Genesis 3:1-6
When Genesis says that God created the heavens (what is unseen) and the earth (what is seen) it means that God created absolutely everything
When Genesis says that there was a tree of the knowledge of good and evil, it is talking about the knowledge of absolutely everything.
Why is it that the knowledge of absolutely everything leads to death?
- is it that knowledge is power, and that “power tends to corrupt and absolute power corrupts absolutely”?
- is it that the beauty of life is that we don’t know everything? If we knew what others are thinking, we would not need to trust. If we knew what would happen tomorrow we would not have hope.
- is it that it is our desire to be like God (3:5) and take his place that leads to death?
Prayer: Heavenly Father, give me grace to be content to trust, to hope and to be wary of knowledge and power
2:15 The Lord God took the man and put him in the Garden of Eden to work it and take care of it. 16 And the Lord God commanded the man, “You are free to eat from any tree in the garden; 17 but you must not eat from the tree of the knowledge of good and evil, for when you eat from it you will certainly die.”
3:1 Now the serpent was more crafty than any of the wild animals the Lord God had made.
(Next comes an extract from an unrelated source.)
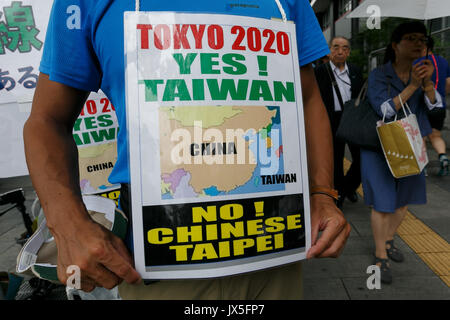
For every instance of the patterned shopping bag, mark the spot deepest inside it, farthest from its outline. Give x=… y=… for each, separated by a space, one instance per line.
x=403 y=146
He said to the woman, “Did God really say, ‘You must not eat from any tree in the garden’?”
2 The woman said to the serpent, “We may eat fruit from the trees in the garden,3 but God did say, ‘You must not eat fruit from the tree that is in the middle of the garden, and you must not touch it, or you will die.’”
4 “You will not certainly die,” the serpent said to the woman. 5 “For God knows that when you eat from it your eyes will be opened, and you will be like God, knowing good and evil.”
6 When the woman saw that the fruit of the tree was good for food and pleasing to the eye, and also desirable for gaining wisdom, she took some and ate it. She also gave some to her husband, who was with her, and he ate it.